Saturday, July 15, 2023

Beyond mission creep: law schools and mission explosion (or the big bang of nonsense)

Mission creep is when original objectives gradually expand into other areas until, before you know it, those original objectives are a distant memory.  If you’re not alert, mission creep can go unnoticed until it’s too late.  It’s sort of like the metaphorical frog sitting in a pan of water on the stove.  If the temperature is raised gradually enough, the frog doesn’t even realize what’s happening.  Soon he’s a goner, and his cooked legs wind up on some Frenchman’s plate.

But what law schools are doing seems to go beyond a gradual creep.  It’s more like a mission explosion, or a big bang of nonsense, that instantly obliterates the original mission parameters.  More specifically, rather than sticking to their original mission of trying to educate and train future lawyers, law schools have become obsessed with a sudden explosion of goofy objectives.

I’ll use the University of Colorado (UC) as an example.  I truly don’t wish to single out that school, as the big bang of nonsense is, I think, happening at most law schools, not just UC.  (Or, rather, CU, as they call themselves—why do they reverse the letters like that?)  It’s just that, thanks to Paul Campos’ lawsuit against UC, the school has caught my eye recently, so using it as my example will spare me some web searching.

Law schools, presumably including UC Law, started out being professional schools, i.e., a training ground for future defense lawyers, prosecutors, trust and estate lawyers, family-law lawyers, personal injury lawyers, business lawyers, etc.  But today’s UC Law website sings a different tune.  It touts its “global outlook,” its “diverse community,” its inspiration of “civic engagement,” and its alliance with “BIPOC communities.”  It also includes an acknowledgement about how several American Indian tribes were ripped off, as they used to occupy the land on which you will be studying, should you decide to take on the $232,353 in projected debt for non-Colorado residents to attend UC Law.  But the thing that really caught my eye is the school’s recent promotion of a professor to “Dean for Community and Culture.”  This new Dean will be doing lots of action words, like “strategizing,” “leading,” and “coordinating” a variety of efforts to make UC Law even more inclusive, welcoming, and inoffensive for the students.

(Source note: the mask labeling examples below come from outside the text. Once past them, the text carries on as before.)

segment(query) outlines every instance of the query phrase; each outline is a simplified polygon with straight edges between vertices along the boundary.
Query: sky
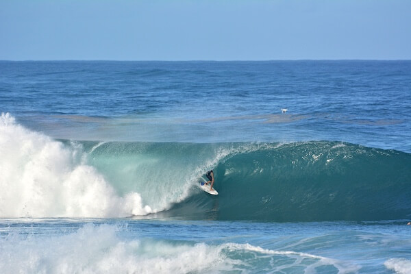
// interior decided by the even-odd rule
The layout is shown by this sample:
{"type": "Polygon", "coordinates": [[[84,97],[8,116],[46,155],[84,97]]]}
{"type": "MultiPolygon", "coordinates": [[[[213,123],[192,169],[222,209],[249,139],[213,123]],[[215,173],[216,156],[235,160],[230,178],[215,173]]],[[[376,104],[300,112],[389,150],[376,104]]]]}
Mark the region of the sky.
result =
{"type": "Polygon", "coordinates": [[[3,60],[411,60],[410,0],[0,0],[3,60]]]}

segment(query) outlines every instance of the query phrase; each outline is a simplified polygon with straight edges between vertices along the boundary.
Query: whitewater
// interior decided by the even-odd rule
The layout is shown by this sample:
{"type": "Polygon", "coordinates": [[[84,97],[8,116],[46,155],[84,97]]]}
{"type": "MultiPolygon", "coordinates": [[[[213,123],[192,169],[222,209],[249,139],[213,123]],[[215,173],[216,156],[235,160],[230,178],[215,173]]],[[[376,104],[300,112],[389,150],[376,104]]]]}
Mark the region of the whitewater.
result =
{"type": "Polygon", "coordinates": [[[410,273],[410,71],[0,62],[0,272],[410,273]]]}

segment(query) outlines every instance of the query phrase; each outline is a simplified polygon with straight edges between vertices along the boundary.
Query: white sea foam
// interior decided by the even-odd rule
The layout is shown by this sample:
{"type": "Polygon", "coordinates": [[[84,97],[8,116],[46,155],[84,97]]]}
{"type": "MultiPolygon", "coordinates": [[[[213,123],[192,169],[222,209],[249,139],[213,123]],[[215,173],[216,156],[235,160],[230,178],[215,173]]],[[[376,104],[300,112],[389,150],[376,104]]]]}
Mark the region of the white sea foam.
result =
{"type": "Polygon", "coordinates": [[[119,197],[78,149],[0,116],[0,217],[144,215],[137,192],[119,197]]]}
{"type": "Polygon", "coordinates": [[[216,247],[125,240],[116,230],[87,225],[68,235],[0,238],[0,273],[186,273],[227,267],[216,247]]]}
{"type": "Polygon", "coordinates": [[[395,271],[397,274],[411,274],[411,260],[403,258],[393,258],[384,264],[388,269],[395,271]]]}
{"type": "Polygon", "coordinates": [[[88,224],[75,232],[0,238],[0,273],[316,273],[319,266],[352,273],[335,260],[249,244],[208,245],[122,237],[121,227],[88,224]]]}

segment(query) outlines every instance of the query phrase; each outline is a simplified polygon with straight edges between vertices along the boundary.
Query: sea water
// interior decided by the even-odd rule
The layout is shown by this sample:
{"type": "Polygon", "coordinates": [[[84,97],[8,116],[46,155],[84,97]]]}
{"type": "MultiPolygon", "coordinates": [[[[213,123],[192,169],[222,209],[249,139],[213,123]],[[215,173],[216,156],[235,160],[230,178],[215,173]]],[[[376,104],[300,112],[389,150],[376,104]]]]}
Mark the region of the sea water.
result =
{"type": "Polygon", "coordinates": [[[409,61],[0,62],[0,272],[410,273],[410,87],[409,61]]]}

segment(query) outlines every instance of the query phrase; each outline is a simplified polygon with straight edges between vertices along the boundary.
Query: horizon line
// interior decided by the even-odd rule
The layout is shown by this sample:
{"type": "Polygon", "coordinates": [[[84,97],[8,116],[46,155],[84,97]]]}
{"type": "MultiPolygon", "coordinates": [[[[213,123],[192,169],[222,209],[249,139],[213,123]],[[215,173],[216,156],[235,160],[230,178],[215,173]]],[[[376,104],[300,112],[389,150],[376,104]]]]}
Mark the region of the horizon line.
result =
{"type": "Polygon", "coordinates": [[[273,59],[273,60],[104,60],[104,59],[66,59],[66,60],[0,60],[0,62],[301,62],[301,61],[411,61],[411,59],[273,59]]]}

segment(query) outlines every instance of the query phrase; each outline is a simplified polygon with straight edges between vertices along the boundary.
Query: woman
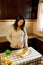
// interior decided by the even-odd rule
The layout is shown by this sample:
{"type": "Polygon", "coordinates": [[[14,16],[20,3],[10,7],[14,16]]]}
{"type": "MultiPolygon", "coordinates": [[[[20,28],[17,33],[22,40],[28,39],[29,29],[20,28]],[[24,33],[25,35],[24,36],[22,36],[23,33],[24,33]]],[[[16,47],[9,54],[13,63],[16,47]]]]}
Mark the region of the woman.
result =
{"type": "Polygon", "coordinates": [[[10,27],[7,40],[10,42],[11,49],[28,48],[28,37],[24,26],[24,17],[18,16],[15,23],[10,27]]]}

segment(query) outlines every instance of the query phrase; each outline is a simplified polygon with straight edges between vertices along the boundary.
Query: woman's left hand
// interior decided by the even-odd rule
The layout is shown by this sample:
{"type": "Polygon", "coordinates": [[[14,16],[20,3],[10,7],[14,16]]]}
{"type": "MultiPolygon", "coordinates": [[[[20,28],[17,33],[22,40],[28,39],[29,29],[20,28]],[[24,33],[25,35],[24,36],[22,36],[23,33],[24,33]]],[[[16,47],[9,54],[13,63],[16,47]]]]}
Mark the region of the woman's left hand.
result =
{"type": "Polygon", "coordinates": [[[28,47],[27,47],[27,46],[25,46],[24,48],[25,48],[26,50],[28,50],[28,47]]]}
{"type": "Polygon", "coordinates": [[[16,45],[15,48],[19,48],[19,45],[16,45]]]}

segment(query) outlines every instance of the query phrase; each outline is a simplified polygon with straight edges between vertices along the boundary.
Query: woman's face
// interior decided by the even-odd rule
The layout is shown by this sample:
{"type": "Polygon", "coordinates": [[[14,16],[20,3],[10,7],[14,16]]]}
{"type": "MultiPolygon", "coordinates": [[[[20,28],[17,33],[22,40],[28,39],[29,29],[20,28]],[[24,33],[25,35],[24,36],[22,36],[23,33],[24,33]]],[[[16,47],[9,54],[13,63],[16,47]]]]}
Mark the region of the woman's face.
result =
{"type": "Polygon", "coordinates": [[[23,20],[19,20],[19,22],[18,22],[18,26],[20,27],[21,25],[23,25],[23,20]]]}

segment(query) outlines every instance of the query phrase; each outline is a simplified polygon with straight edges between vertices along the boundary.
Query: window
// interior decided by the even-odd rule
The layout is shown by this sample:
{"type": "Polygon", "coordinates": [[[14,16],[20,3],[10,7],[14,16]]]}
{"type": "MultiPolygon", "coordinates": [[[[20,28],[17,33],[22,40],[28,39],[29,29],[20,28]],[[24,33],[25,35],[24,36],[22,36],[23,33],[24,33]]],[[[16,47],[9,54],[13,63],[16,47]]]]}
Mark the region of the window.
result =
{"type": "Polygon", "coordinates": [[[43,2],[39,2],[37,15],[38,31],[43,32],[43,2]]]}

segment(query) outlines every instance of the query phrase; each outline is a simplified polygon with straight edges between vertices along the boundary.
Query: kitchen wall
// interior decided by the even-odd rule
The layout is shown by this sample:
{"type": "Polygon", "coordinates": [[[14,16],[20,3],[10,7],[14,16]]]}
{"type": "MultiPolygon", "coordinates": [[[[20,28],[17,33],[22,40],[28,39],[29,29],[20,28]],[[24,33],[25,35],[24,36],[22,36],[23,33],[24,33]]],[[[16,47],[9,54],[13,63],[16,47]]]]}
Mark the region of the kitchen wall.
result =
{"type": "MultiPolygon", "coordinates": [[[[15,20],[0,20],[0,37],[6,36],[10,25],[14,23],[15,20]]],[[[43,37],[43,32],[37,31],[37,20],[25,20],[25,28],[27,31],[27,34],[37,34],[39,36],[43,37]]]]}
{"type": "MultiPolygon", "coordinates": [[[[10,25],[14,23],[15,20],[0,20],[0,37],[6,36],[10,25]]],[[[27,31],[27,34],[33,33],[33,23],[32,21],[26,19],[25,20],[25,28],[27,31]]]]}
{"type": "Polygon", "coordinates": [[[37,31],[37,20],[33,22],[33,33],[43,37],[43,32],[37,31]]]}

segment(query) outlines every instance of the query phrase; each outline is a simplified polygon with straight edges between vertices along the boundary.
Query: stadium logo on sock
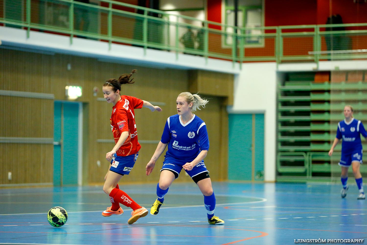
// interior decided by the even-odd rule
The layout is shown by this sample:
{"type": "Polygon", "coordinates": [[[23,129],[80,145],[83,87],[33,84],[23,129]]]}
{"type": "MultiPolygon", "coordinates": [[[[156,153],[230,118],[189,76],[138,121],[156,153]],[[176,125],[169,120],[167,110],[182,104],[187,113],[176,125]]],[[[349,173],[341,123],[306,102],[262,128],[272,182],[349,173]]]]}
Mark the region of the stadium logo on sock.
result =
{"type": "Polygon", "coordinates": [[[132,202],[131,200],[125,197],[124,195],[123,195],[121,196],[121,199],[122,199],[124,202],[126,202],[129,204],[132,202]]]}

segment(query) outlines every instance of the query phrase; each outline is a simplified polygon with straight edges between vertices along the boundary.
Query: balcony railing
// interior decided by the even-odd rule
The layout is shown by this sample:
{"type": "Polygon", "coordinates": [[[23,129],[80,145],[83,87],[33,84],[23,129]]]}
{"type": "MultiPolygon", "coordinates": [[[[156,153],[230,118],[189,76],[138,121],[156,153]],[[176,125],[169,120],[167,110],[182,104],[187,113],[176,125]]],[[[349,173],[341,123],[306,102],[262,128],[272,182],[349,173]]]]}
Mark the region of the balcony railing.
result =
{"type": "Polygon", "coordinates": [[[110,0],[1,0],[0,25],[232,61],[367,58],[367,23],[238,28],[110,0]],[[188,24],[190,23],[190,24],[188,24]],[[202,23],[202,25],[201,24],[202,23]],[[192,36],[182,37],[190,29],[192,36]],[[231,32],[224,30],[230,30],[231,32]]]}

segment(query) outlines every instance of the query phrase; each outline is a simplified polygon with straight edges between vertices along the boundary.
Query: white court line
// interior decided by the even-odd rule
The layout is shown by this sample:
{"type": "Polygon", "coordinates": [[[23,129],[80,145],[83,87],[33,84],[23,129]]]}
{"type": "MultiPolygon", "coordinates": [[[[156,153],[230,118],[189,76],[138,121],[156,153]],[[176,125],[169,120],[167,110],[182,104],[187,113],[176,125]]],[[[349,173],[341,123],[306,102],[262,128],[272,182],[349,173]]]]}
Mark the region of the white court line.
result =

Nowhere on its homepage, however, is there any mention of training students to be practicing lawyers.  You’d think the professional training that students receive at a professional school would be front and center on the website’s homepage.  But it is not to be.  Instead, the original mission of training future lawyers has been obliterated by an explosion of goofy nonsense.  At best, such things are irrelevant to a professional school.  To make the point with an example, do you think a criminal defendant sitting in jail cares whether his defense lawyer went to a globally-oriented, diverse, BIPOC-compliant law school?  Or would he instead want his lawyer to be trained to draft and argue a motion to dismiss, negotiate a favorable plea deal, and win an acquittal at trial?  My money is on the professional skill set.  However, many modern law schools aren’t effectively teaching their students how to do those things.

Speaking of money, training future lawyers is, actually, very inexpensive.  Once again using criminal law as an example, creating an effective criminal defense lawyer would only take: (1) some free legal resources available online, such as cases, statutes, and jury instructions; (2) a notepad and pen; (3) a laptop and printer; and (4) a professor who has a lot of knowledge of, and experience in, criminal law.

On the other hand, the above-referenced big bang of nonsense doesn’t come cheap.  Being a globally-minded, diverse community of BIPOC supporters costs big money, requires a lot of bureaucrats, and requires a lot of professors with very light teaching loads so they can produce incredibly expensive “scholarship.”  As one author argued, UC is a massive, incredibly costly bureaucracy.  And as one UC Law insider argues, UC’s law school has “reckless financial practices” and an operating budget that is a “fiscal disaster.”  None of that would be necessary for a school that is faithful to its original, narrow mission of training lawyers.

The point: mission creep—or in this case mission explosion, i.e., the big bang of nonsense—not only costs a lot of money, but it does a lot of harm.  So instead of having a “Dean for Community and Culture”—where UC spends even more time, effort, and money on making everyone feel good—it is okay to make the students actually feel uncomfortable.  Get them ready for what awaits them.  Don’t hold them captive in a bubble for three years, only to send them into the real world with staggering debt and a hypersensitivity that makes it difficult even to function, let alone effectively practice law.

In other words, law schools should get back to the original mission: being a professional school that effectively trains future lawyers.  You can do it, UC.  To use your own catchy tagline on your website, “Be Boulder.”